In this chapter I'm going to discuss some aspects of my general philosophy on troubleshooting that could be applied to a wide range of problems. Then I will cover a few common problems that you might run into and introduce some tools and techniques to help solve them. By the end of the chapter you should have a head start the next time a problem turns up.
Good Communication Is Critical When Collaborating
If you are part of a team that is troubleshooting a problem, you absolutely must have good communication among team members. That could be as simple as yelling across cubicle walls, or it could mean setting up a chat room. A common problem when a team works an issue is multiple members testing the same hypothesis. With good communication each person can tackle a different hypothesis and report the results. These results can then lead to new hypotheses that can be divided among the team members. One final note: Favor communication methods that allow multiple people to communicate at the same time.
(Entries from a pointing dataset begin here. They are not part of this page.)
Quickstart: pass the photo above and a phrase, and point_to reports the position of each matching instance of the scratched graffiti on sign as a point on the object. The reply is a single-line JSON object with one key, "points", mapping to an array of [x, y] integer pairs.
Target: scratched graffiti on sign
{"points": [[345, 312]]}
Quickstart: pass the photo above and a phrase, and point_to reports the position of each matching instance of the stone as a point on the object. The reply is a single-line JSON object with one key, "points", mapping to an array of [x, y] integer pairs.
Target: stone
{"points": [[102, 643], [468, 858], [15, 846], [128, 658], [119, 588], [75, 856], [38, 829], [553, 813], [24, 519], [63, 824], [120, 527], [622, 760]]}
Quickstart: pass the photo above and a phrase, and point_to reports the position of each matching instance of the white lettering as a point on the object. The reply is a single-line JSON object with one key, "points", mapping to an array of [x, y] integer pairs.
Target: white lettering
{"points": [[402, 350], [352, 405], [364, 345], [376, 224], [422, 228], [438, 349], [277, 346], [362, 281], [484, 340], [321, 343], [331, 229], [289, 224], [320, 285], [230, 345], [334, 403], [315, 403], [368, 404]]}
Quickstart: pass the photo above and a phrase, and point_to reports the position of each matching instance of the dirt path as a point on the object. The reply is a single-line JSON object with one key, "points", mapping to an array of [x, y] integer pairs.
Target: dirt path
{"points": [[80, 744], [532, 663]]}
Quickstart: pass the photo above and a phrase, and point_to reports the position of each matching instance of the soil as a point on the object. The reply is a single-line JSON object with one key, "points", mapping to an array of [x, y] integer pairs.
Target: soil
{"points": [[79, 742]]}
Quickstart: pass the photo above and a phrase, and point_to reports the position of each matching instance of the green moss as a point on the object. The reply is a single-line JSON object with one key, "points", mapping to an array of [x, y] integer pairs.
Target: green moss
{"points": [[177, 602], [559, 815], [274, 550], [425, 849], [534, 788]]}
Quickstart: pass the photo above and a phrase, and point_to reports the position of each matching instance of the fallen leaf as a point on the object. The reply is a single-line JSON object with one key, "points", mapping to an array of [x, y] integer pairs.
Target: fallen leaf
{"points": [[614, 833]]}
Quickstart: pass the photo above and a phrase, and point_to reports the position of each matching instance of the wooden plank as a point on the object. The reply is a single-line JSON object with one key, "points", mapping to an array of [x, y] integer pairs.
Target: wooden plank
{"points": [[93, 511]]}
This means that often chat rooms work much better than phones for problem solving, since over the phone everyone has to wait for a turn to speak; in a chat room multiple people can communicate at once.
Understand How Systems Work
The more deeply you understand how a system works, the faster you can rule out causes of problems. Over the years I've noticed that when a problem occurs, people first tend to blame the technology they understand the least. At one point in my career, every time a network problem occurred, everyone immediately blamed DNS, even when it appeared obvious (at least to me) that not only was DNS functioning correctly, it never had actually been the cause of any of the problems. One day we decided to hold a lecture to explain how DNS worked and traced an ordinary DNS request from the client to every DNS server and back. Afterward everyone who attended the class stopped jumping to DNS as the first cause of network problems. There are core technologies with which every sysadmin deals on a daily basis, such as TCP/IP networking, DNS, Linux processes, programming, and memory management; it is crucial that you learn about these in as much depth as possible if you want to find a solution to a problem quickly.
Document Your Problems And Solutions
Many organizations have as part of their standard practice a postmortem meeting after every production issue. A postmortem allows the team to document the troubleshooting steps they took to arrive at a root cause as well as what solution ultimately fixed the issue. Not only does this help make sure that there is no disagreement about what the root cause is, but when everyone is introduced to each troubleshooting step, it helps make all the team members better problem solvers going forward. When you document your problem-solving steps, you have a great guide you can go to the next time a similar problem crops up so it can be solved that much faster.